Here is example code to build your MIME email:

sender = 'your_email@email.com'
receivers = ['recipient1@recipient.com', 'recipient2@recipient.com']
body_of_email = 'String of html to display in the email'
msg = MIMEText(body_of_email, 'html')
msg['Subject'] = 'Subject line goes here'
msg['From'] = sender
msg['To'] = ','.join(receivers)

The MIMEText object takes in the email message as a string and also specifies that the message has an html “subtype”. See this site for a useful list of MIME media types and the corresponding subtypes. Check out the Python email.mime docs for other classes available to send other types of MIME messages (e.g. MIMEAudio, MIMEImage).

Next, we connect to the Gmail SMTP server with host ‘smtp.gmail.com’ and port 465, login with your Gmail account credentials, and send it off:

s = smtplib.SMTP_SSL(host = 'smtp.gmail.com', port = 465)
s.login(user = 'your_username', password = ‘your_password')
s.sendmail(sender, receivers, msg.as_string())
s.quit()

Heads up: notice that the list of email recipients needs to be expressed as a string in the assignment to msg[‘From’] (with each email separated by a comma), and expressed as a Python list when specified in smtplib object s.sendmail(sender, receivers, msg.as_string(). (For quite a while, I was banging my head against the wall trying to figure out why the message was only sending to the first recipient or not sending at all, and this was the source of the error. I finally came across this StackExchange post which solved the problem.)
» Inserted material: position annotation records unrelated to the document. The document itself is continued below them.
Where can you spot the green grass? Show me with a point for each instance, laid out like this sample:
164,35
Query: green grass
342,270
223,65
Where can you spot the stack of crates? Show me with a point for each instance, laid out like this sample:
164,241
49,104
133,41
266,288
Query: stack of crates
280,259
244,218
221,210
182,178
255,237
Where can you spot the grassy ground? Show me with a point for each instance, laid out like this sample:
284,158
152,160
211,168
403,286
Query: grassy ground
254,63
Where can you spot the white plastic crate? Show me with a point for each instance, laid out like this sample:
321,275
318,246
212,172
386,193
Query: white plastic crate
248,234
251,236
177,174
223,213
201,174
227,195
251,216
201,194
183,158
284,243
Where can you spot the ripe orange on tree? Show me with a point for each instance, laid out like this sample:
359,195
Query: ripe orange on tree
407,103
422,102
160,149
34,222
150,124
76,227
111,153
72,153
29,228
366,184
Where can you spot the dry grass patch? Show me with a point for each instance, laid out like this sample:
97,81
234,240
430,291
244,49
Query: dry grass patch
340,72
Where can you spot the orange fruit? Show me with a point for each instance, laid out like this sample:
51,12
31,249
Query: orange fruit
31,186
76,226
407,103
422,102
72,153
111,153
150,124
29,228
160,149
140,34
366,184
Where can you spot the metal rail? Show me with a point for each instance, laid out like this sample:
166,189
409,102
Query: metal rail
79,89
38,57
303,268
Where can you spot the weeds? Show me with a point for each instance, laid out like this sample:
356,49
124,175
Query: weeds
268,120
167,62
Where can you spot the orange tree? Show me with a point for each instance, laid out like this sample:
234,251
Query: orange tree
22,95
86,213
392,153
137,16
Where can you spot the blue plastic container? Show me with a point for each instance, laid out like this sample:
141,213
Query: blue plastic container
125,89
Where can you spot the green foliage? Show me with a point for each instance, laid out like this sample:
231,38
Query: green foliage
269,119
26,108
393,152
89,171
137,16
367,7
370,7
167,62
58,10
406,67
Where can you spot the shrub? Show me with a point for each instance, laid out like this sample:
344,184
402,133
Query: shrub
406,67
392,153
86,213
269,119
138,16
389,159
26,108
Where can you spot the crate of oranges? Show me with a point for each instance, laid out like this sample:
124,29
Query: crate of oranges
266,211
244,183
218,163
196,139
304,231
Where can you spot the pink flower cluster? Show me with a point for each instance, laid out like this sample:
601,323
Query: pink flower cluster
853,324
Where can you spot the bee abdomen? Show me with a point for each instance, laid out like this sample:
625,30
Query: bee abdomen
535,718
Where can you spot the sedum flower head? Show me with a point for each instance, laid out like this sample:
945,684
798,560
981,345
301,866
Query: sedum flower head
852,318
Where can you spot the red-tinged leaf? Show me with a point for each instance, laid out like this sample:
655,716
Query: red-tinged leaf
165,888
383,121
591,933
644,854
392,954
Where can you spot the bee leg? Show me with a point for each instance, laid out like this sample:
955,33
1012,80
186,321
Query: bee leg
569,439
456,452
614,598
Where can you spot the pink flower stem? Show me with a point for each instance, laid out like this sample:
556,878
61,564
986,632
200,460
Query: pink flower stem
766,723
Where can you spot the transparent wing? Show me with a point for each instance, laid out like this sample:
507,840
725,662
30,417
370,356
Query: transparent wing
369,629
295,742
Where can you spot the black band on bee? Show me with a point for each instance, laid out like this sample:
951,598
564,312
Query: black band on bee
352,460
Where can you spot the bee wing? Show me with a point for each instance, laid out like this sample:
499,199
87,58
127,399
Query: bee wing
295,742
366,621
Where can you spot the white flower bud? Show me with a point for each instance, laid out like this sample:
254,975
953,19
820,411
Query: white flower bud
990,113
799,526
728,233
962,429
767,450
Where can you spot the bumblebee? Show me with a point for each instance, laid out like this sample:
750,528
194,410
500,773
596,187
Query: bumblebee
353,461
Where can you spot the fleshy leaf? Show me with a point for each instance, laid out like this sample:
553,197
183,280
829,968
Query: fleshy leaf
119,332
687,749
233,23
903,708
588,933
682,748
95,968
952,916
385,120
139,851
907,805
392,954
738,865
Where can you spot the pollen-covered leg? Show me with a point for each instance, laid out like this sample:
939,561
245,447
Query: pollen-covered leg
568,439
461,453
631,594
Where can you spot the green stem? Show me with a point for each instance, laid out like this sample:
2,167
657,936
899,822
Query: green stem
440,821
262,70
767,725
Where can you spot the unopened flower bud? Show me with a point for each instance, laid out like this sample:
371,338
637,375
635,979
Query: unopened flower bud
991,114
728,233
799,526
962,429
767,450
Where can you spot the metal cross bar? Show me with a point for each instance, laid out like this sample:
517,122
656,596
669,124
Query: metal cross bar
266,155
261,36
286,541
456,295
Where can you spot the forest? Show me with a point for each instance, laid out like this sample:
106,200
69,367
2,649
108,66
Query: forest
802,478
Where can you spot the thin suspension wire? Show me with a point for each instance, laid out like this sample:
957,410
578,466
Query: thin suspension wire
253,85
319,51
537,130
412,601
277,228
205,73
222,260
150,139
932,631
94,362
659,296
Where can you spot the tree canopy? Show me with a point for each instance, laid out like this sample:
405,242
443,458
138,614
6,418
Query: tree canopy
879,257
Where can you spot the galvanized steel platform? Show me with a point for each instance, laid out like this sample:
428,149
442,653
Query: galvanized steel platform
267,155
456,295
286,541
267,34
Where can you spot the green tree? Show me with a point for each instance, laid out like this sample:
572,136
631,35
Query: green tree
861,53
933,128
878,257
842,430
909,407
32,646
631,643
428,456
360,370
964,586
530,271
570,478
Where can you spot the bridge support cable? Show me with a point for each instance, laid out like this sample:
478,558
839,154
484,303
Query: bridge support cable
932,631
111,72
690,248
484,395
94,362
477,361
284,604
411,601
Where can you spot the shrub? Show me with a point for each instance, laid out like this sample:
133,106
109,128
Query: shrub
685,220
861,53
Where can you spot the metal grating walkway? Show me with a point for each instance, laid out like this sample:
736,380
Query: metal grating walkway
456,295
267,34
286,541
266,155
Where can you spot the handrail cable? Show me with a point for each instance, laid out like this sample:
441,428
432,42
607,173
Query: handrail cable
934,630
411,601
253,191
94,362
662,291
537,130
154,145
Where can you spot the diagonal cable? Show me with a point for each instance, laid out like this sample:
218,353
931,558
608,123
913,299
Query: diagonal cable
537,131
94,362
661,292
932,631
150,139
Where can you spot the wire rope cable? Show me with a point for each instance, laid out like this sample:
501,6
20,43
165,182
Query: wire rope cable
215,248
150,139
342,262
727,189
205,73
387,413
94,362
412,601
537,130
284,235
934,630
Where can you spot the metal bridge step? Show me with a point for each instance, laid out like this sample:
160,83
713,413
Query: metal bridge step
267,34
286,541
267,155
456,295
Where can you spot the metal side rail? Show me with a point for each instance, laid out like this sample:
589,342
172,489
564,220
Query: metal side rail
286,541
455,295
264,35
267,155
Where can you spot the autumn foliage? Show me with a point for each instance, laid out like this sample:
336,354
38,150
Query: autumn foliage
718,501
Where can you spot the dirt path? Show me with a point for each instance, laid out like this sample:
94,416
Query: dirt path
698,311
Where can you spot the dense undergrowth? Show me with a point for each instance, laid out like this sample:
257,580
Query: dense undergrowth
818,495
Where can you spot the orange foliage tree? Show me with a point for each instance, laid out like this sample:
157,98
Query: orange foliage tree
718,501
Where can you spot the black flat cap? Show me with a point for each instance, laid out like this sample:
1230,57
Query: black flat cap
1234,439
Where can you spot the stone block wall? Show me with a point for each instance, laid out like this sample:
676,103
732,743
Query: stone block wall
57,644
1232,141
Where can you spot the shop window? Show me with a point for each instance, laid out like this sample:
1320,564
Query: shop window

As a last step, you need to change your Gmail account settings to allow access to “less secure apps” so your Python script can access your account and send emails from it (see instructions here). A scraper running on your computer or another machine is considered “less secure” because your application is considered a third party and it is sending your credentials directly to Gmail to gain access. Instead, third party applications should be using an authorization mechanism like OAuth to gain access to aspects of your account (see discussion here).

Of course, you don’t have to worry about your own application accessing your account since you know it isn’t acting maliciously. However, if other untrusted applications can do this, they may store your login credentials without telling you or doing other nasty things.  So, allowing access from less secure apps makes your Gmail account a little less secure.

If you’re not comfortable turning on access to less secure apps on your personal Gmail account, one option is to create a second Gmail account solely for the purpose of sending emails from your applications. That way, if that account is compromised for some reason due to less secure app access being turned on, the attacker would only be able to see sent mail from the scraper.